| 要旨トップ | 目次 | 日本生態学会第65回全国大会 (2018年3月、札幌) 講演要旨
ESJ65 Abstract


一般講演(ポスター発表) P2-036  (Poster presentation)

ブナ科植物における開花制御因子FLOWERING LOCUS Tの種間比較と発現分析 Interspecific comparison and expression analysis of floral pathway integrator FLOWERING LOCUS T in Fagaceae

*澤崎佑太(九州大学), 北島薫(京都大学), 佐竹暁子(九州大学)

 ブナでは年ごとに開花量の変動があり、数年に一度、広範囲に渡って同調して一斉に花を咲かせる豊凶現象が知られている。ブナ科の他の樹種においては開花の時期や開花後結実に至るまでの時間には相違があるため、これらの繁殖形質は種ごとに厳密に制御されていると考えられる。開花タイミングについてはこれまで分子遺伝学的研究によってその遺伝的基盤が明らかにされてきた。
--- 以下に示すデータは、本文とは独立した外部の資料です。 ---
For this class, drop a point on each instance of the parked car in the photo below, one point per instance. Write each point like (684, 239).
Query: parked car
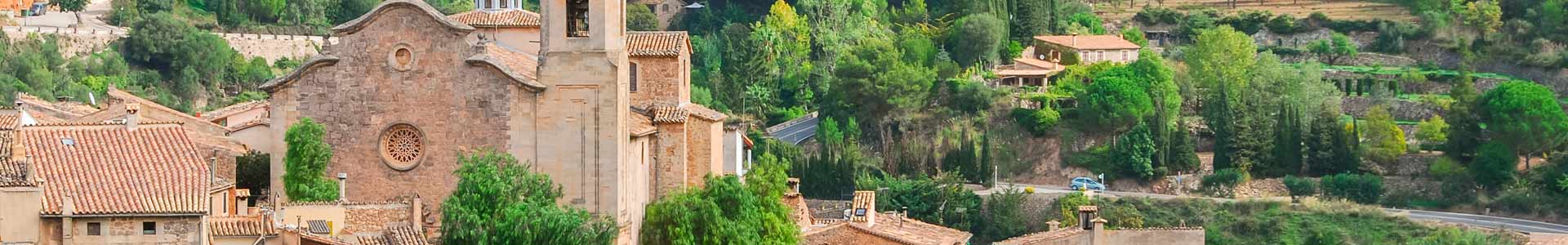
(38, 10)
(1085, 184)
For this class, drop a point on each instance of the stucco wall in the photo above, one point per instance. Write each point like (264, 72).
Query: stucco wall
(127, 229)
(20, 219)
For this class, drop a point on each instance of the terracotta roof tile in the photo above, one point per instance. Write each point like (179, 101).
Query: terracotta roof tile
(395, 236)
(703, 112)
(657, 42)
(640, 124)
(240, 226)
(1090, 41)
(1041, 238)
(666, 114)
(112, 170)
(497, 18)
(234, 109)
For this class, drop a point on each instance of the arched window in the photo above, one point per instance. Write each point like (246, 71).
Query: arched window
(577, 18)
(634, 76)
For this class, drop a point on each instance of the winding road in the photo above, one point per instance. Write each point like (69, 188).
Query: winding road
(1431, 216)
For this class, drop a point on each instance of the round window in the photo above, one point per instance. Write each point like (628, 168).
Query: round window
(402, 146)
(402, 59)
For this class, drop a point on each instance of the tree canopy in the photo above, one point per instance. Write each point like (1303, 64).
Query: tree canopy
(502, 202)
(305, 176)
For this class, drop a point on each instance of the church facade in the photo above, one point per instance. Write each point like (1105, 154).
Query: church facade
(407, 90)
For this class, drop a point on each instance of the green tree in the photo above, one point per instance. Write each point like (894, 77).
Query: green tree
(1116, 102)
(1365, 189)
(1432, 129)
(253, 172)
(71, 5)
(640, 20)
(1465, 134)
(1004, 216)
(1218, 63)
(976, 40)
(1134, 35)
(1136, 151)
(305, 175)
(1526, 117)
(1298, 187)
(1387, 142)
(1494, 165)
(1333, 49)
(502, 202)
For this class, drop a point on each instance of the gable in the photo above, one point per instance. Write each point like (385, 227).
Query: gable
(380, 15)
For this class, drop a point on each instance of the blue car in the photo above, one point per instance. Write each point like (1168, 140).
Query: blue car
(1085, 184)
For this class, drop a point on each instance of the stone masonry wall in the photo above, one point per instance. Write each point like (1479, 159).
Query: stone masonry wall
(457, 107)
(659, 79)
(270, 47)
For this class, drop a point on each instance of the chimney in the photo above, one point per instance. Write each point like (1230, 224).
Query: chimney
(1098, 236)
(66, 209)
(132, 115)
(862, 209)
(342, 185)
(1087, 217)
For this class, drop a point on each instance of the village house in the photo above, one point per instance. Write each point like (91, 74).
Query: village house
(666, 10)
(1092, 231)
(606, 112)
(1048, 56)
(102, 183)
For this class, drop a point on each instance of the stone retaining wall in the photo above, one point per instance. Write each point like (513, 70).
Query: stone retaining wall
(270, 47)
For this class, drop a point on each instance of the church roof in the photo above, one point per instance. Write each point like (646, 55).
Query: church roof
(311, 65)
(117, 170)
(657, 42)
(497, 18)
(359, 24)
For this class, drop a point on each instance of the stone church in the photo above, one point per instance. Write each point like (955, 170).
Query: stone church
(603, 110)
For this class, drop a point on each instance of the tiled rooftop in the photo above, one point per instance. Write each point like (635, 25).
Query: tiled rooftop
(497, 18)
(240, 226)
(657, 42)
(112, 170)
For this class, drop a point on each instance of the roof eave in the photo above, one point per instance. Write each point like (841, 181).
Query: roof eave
(524, 82)
(359, 24)
(315, 61)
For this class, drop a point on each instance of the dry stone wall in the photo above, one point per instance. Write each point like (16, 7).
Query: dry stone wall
(270, 47)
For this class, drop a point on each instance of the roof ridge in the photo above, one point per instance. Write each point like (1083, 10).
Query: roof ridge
(102, 122)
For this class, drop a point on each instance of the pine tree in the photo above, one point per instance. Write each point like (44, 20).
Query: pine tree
(1465, 134)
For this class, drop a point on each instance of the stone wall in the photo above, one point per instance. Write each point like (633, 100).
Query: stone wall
(453, 105)
(124, 229)
(270, 47)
ブナにおいては、花成経路統合遺伝子として知られるFLOWERING LOCUS T(FT)の発現量変化の観測から、FT遺伝子の発現量の年変動が豊凶をもたらす基盤となることが明らかにされてきた。しかし、ブナ科の他種においてはFTの同定と発現量の季節変化の定量は立ち遅れているため、種間でみられる繁殖形質の多様性がどうして生じるのかその遺伝的基盤については未解明のままである。そこで本実験では、繁殖形質が異なる多様なブナ科樹木を対象にFT遺伝子の配列決定と発現様式を調べることを目的とする。
 ブナを対象とした先行研究を参照し、ブナ科植物11種を対象にサンガーシークエンスによって配列情報を取得した。また、アラカシ、マテバシイ、コナラにおいては、FT遺伝子の全長決定および定量PCRにより2017年4月〜12月の期間で月ごとに発現量の定量を行った。
 上記11種においてFTの部分配列を取得し、内3種では完全長を取得しアミノ酸配列の類似性をみたところ、9割以上の一致がみられたことから高く保存されていることが示された。FT遺伝子の系統樹を構築したところ、これら遺伝子はシロイヌナズナFT遺伝子の相同遺伝子であることが確認された。アラカシとマテバシイにおいては、FT遺伝子は春は発現が低く、秋に高い相同性が見られたが、夏の発現は異なっていた。先行研究のブナとは単一ピークを示さないことや秋に発現が高まるという相違点が見られた。2種とブナにおける常緑と落葉などの形質の違いとその開花遺伝子制御の違いの進化的関連性が示唆された。